Re: Florida Derby Day (634 Views)
Posted by:
TGJB (IP Logged)
Date: March 21, 2003 03:34PM
Figure making is nowhere near a pure science-- there is a lot of judgement involved. There are a lot of "data bits" that can be used in forming that judgement-- the raw figures that horses within a given race ran relative to each other, relative to what those in surrounding races ran, to those run at similar and dissimilar distances (1 and 2 turns etc.), and on surrounding days. There are also other bits of information-- weather, track work-- that can be used to piece together a picture of what is going on. But in the end, all "projection style" figures are made using the figure histories of the horses, and judgement.
Obviously, the more data, the easier the decision making process. By that I mean the more apples you have to work with, the better your ability to judge one individual apple. One of the mistakes one figure maker (Ragozin) makes is to blindly use broad averages combining various types of fruit-- sprints with routes, different races on a day where the variant is changing, different days (details on this in "Figure Making Methodology", 1/31/03 this site, and other posts).

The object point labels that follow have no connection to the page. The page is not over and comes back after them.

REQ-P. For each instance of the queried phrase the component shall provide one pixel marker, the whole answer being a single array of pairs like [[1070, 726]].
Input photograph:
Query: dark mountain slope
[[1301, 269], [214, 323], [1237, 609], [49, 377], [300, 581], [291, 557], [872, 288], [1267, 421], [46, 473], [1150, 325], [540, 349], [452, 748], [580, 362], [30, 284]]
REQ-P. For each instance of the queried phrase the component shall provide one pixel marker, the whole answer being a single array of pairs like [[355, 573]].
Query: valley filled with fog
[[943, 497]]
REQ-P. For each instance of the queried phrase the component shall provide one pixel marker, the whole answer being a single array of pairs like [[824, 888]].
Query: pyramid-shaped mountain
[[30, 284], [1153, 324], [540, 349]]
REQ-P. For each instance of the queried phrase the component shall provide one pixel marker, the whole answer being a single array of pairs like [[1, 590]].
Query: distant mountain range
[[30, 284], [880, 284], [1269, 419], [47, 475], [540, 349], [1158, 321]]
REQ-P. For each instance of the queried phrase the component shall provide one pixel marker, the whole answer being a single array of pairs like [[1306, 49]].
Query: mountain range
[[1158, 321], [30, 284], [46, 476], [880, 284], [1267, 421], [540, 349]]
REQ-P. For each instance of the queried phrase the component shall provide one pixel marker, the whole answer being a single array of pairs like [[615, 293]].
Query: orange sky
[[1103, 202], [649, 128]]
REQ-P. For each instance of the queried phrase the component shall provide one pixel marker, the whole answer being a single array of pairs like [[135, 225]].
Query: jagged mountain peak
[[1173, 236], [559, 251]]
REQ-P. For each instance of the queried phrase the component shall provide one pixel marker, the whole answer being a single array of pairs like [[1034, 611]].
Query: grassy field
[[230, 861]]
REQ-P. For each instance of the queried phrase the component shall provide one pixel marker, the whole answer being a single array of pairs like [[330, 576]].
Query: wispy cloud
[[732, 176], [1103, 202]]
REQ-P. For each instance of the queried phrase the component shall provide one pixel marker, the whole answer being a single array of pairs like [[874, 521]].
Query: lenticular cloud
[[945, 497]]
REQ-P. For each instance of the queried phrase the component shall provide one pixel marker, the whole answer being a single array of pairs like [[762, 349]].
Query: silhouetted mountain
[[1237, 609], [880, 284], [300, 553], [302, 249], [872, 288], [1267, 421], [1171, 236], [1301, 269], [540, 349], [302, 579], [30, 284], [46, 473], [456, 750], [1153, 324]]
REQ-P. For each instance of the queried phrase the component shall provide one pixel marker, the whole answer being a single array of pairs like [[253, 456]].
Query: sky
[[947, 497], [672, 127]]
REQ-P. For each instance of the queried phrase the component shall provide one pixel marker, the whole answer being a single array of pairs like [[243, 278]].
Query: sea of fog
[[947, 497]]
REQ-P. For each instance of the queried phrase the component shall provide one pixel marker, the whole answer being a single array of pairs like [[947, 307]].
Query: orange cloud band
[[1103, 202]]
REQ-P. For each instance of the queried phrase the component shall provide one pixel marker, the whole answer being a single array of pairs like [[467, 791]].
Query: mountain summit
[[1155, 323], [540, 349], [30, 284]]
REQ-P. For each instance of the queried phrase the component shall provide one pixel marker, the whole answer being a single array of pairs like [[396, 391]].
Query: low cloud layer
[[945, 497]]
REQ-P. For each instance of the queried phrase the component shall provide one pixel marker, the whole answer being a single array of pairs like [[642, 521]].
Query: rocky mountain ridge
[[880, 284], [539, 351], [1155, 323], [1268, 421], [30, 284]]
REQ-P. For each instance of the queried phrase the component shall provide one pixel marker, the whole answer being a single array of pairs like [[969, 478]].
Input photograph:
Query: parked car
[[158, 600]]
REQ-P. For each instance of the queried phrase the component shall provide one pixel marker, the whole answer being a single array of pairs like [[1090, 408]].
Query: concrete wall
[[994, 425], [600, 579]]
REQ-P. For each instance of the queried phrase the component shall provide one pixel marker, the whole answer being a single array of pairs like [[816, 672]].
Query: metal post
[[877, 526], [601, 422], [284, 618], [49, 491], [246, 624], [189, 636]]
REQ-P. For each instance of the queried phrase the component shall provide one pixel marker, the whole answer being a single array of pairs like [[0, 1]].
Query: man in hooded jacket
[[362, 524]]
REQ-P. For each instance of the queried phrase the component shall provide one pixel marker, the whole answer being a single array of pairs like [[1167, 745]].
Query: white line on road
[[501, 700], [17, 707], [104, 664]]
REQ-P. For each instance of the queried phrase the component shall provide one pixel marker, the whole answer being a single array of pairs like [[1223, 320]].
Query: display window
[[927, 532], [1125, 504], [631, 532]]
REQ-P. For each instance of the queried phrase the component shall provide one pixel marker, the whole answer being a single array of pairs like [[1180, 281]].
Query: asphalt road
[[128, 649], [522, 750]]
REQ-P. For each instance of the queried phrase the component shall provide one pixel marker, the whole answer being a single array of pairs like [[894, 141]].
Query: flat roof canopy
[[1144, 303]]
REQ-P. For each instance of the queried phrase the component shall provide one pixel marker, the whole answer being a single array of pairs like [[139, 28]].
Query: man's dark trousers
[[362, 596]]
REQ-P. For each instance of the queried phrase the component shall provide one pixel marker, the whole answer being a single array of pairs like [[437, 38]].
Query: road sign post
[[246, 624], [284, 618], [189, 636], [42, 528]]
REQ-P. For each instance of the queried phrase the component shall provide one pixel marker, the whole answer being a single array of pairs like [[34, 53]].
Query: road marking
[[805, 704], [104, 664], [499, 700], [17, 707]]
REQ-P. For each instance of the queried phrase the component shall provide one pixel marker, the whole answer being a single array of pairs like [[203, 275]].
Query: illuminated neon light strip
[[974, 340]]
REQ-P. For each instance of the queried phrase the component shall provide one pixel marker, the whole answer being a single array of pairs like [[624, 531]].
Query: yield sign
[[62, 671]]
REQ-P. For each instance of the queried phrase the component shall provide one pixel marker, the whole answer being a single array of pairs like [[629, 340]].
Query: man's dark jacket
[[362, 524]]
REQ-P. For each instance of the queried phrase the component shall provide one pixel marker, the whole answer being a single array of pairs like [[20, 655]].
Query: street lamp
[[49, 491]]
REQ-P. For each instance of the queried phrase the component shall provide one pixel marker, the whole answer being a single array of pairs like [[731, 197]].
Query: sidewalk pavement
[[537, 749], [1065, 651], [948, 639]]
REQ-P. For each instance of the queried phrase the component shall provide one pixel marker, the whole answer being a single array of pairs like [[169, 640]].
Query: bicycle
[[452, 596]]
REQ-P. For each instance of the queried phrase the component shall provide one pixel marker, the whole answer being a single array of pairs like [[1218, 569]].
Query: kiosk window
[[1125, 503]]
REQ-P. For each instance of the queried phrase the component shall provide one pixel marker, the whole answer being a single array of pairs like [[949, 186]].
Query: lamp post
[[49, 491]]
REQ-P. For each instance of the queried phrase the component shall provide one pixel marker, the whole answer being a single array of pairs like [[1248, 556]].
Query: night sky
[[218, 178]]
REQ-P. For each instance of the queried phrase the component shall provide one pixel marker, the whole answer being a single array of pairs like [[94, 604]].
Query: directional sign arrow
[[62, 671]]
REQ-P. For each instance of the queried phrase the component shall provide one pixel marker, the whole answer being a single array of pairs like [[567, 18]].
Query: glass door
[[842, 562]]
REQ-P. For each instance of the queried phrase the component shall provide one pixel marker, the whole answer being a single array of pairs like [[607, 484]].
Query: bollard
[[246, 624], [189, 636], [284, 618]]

Florida Derby day was the kind of day that tests a figure maker's judgement because the amount of each fruit was very limited. The track was obviously changing speed, making it impossible (and incorrect) to narrowly correlate (tie together) races with each other. The fields were small, meaning the number of data bits within each "apple" was limited, and within the small fields were grass horses running on dirt (so their figure histories were of limited value), and young, lightly raced horses jumping to new tops (meaning thoses horses can't be used to nail down the variant).
So yes, there is more judgement involved than usual, and more chance of getting it wrong (meaning by up to a point or two-- if there is more doubt than that I leave a box instead of a figure). As it happens, the Florida Derby was the only race that was seriously in question-- the groups of routes on either side were different from each other, but pretty solid. The sixth and seventh were at minus 6, the ninth, tenth and twelfth at about minus 10. I ended up doing the eighth (Fla. Derby) at minus 7.5, and the more I've looked at it the more I think it's right.
By the way, I think that despite the sliding variant Ragozin will get this figure about right, because the track speed for that race actually ended up being close to the average one for the routes on the day. If he does things the way he usually does he will give the ones in the two preceding routes a little better than they deserve, and rob the ones in the later races a little.